If Q.K is usually the highest for the same token, I wonder why Q and K need to be different at all for a transformed to work properly. Why not just output a K and a V?

@YannicKilcher 3 жыл бұрын

interesting idea. some papers fuse k and v, but I've never heard of fusing k and q

@minhoryu2786 4 жыл бұрын

Can anyone summarize difference between linformer and this paper?

@meerkatj9363 4 жыл бұрын

Linformer has a linear complexity thanks to a constant dimension of the keys and values because they are projected in a fixed lower dimension. Whereas this does not fix the dimension of the sequence, it only reorders the computation. The reordering can only be made with conditions that need the kernel thing.

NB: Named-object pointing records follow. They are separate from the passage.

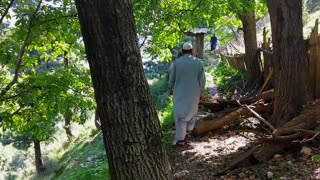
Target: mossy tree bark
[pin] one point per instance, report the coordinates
(129, 122)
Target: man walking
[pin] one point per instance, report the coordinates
(187, 83)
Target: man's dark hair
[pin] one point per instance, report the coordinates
(187, 51)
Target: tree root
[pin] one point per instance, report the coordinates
(220, 104)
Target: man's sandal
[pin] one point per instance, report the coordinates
(183, 144)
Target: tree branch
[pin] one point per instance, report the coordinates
(54, 19)
(258, 116)
(6, 11)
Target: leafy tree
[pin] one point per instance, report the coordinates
(36, 87)
(130, 125)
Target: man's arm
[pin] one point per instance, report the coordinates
(202, 81)
(172, 77)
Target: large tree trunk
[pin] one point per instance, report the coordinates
(248, 20)
(37, 154)
(289, 57)
(290, 67)
(130, 126)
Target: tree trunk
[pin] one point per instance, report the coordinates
(68, 114)
(37, 154)
(130, 125)
(289, 57)
(290, 68)
(250, 39)
(207, 126)
(97, 120)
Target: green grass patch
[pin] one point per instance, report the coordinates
(227, 78)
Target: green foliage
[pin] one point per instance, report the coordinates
(159, 93)
(227, 78)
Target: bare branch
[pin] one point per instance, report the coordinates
(257, 115)
(21, 52)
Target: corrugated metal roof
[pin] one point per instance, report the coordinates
(199, 31)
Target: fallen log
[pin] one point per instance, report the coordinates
(293, 130)
(207, 126)
(220, 104)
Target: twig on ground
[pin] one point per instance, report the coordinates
(257, 115)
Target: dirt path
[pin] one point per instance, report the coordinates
(209, 154)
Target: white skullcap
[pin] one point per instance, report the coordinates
(187, 46)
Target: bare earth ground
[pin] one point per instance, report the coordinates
(212, 153)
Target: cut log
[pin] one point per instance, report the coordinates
(207, 126)
(223, 103)
(219, 114)
(308, 118)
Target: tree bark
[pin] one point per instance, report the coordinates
(130, 125)
(38, 159)
(248, 20)
(67, 123)
(289, 57)
(223, 103)
(290, 69)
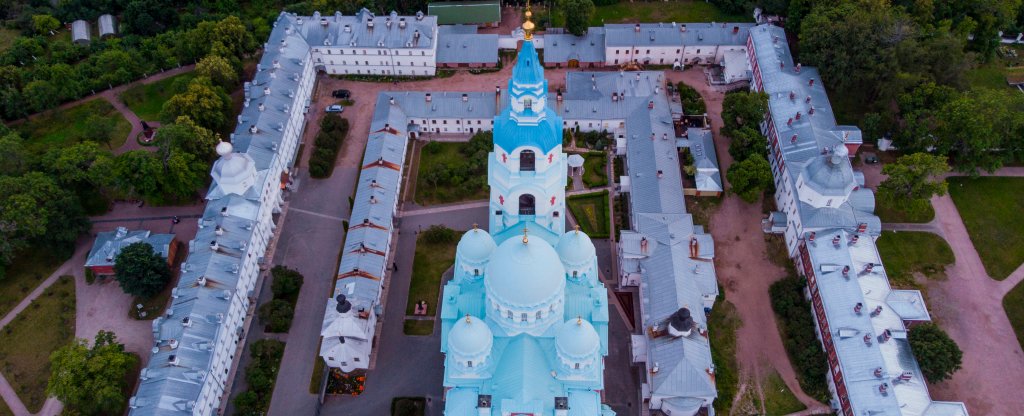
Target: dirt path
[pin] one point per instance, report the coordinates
(743, 267)
(969, 306)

@baqirhusain5652 2 жыл бұрын

The complexity works well when N > D^2. So the paper is saying if dimensionality is 512 my sequence length should be greater than 512^2 = 262144. Is this really practical !!!!!!!!!!!!!!!!!!!!!!!!!!!!!!!!!!!!!

@seraphim9723 4 жыл бұрын

Wait a second: Figure 5c is showing PER over wall-clock time, and despite the significant speed-up the original softmax transformer is better AND faster (at reaching any given error rate).

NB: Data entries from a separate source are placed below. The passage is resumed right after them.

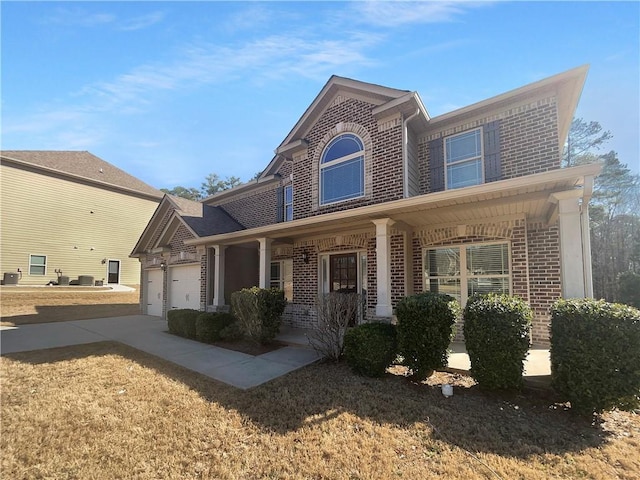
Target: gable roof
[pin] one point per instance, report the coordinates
(386, 99)
(202, 220)
(80, 166)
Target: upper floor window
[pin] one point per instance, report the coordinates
(463, 159)
(37, 264)
(288, 203)
(342, 169)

@YannicKilcher 4 жыл бұрын

Yes, that's because on this task it seems to be very important to have the quadratic attention

@siyn007 4 жыл бұрын

speed over accuracy for me tbh. Not everyone has Google's resources to run it on 112312412312423 TPUs

@YannicKilcher 4 жыл бұрын

That's a lot of damage. I mean TPUs

@first-thoughtgiver-of-will2456 3 жыл бұрын

If I was rich I'd give you money.

@charudattamanwatkar8340 4 жыл бұрын

Who else saw balls in the thumbnail?

@herp_derpingson 4 жыл бұрын

Now, that I see it. I cannot unsee it.

@dmitrysamoylenko6775 4 жыл бұрын

Now we are all see the message

@joery8290 4 жыл бұрын

I love your videos, but could you try to make them more compact? 50 minutes is a big time investment. I feel like most papers can be explained in high detail in half that time.